I decided this morning that I will get two more t-tunics to handsewing this week and then no more garb until my A&S project is ready. The moss linen is nearly assembled, and the other is a muted blue wool twill coating that I really need for cold weather.
The moss linen is just a narrowly cut gown in a very fine linen, with a keyhole neckline. No idea how I'll trim it yet, so I guess I'll just roll the edge and go on for now. If I can dig out the remainder of the silvery gray silk from TM coronation trim for flatfelling, I'll use that, which will seem white against the darker green.
For the blue twill, I'm inspired by the brooch-fastened garments described in Penelope Roger's "Cloth and Clothing in Early Anglo-Saxon England." I think I'm going to cut this gown really deeply down the front, to deal with 'how do you get in and out of an hourglass shape', trim the edge with tabletweaving, and look for a set of 3-4 brooches to fasten it.

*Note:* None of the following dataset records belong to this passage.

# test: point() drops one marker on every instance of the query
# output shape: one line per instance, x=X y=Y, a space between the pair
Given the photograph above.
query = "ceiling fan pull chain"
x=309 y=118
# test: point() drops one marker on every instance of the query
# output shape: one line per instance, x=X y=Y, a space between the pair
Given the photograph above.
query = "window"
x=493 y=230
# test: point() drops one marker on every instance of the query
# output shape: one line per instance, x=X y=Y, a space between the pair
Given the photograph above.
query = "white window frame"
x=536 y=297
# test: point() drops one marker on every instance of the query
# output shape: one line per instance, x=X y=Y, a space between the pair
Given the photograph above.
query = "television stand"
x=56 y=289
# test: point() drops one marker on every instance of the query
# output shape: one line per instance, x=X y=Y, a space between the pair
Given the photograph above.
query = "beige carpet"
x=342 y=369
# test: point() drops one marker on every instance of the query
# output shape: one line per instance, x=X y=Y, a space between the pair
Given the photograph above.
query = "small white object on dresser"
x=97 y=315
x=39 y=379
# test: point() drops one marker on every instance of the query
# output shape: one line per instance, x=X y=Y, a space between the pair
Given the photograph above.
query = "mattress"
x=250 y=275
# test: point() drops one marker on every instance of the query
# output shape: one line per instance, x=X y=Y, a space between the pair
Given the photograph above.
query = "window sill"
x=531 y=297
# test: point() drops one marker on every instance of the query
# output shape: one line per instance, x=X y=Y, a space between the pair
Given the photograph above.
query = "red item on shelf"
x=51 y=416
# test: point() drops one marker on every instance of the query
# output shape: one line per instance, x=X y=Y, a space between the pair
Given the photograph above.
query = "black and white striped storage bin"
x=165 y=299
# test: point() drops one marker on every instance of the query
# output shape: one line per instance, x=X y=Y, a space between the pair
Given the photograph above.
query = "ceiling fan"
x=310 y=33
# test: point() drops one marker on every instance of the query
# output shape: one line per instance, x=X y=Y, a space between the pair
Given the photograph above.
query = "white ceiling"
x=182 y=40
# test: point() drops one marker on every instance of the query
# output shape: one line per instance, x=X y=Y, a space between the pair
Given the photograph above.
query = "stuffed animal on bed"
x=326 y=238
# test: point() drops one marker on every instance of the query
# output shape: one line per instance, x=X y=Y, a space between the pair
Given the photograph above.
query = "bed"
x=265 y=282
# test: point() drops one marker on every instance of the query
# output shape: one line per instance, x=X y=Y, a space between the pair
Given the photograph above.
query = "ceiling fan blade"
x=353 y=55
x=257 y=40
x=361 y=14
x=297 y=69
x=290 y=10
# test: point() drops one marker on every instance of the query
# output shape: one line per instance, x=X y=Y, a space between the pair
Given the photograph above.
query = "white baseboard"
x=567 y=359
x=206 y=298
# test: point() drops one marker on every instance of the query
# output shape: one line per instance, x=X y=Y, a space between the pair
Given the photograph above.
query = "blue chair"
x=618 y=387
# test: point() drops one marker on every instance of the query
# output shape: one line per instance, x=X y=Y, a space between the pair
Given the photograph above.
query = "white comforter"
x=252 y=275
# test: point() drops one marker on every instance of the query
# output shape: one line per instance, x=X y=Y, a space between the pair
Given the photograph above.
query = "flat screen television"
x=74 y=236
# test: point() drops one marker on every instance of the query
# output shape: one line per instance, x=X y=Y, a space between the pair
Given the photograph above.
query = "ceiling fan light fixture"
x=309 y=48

I'm also going to put larger underarm gussets, trying for what is sometimes called a 'magyar' sleeve, since I have 4+ yards to play with.
The blue is the result of a dye experiment…the wool was deeply discounted last spring at Joann's, and was originally that classic camel color. Until I washed it with a full bottle of Rit, in Royal Blue. Now it's rather the color of my veins, a french blue, fortunately very close to one of the woad variations in a natural dye book. I'm going to use an intense yellow ("Armor Yaller" per mom) to flatfell the seams and yellow and madder-russet to do the tabletweaving.
(And I know just how I want to the tabletweaving to go, because I'm actually making PROGRESS on learning all these skills! It's just so cool to think back a year ago and compare. Have I mentioned that I've mastered the lucet now, including mistake-recovery? The 90+ inch lace needed for the back of my 1550 Flemish kirtle is luceted.)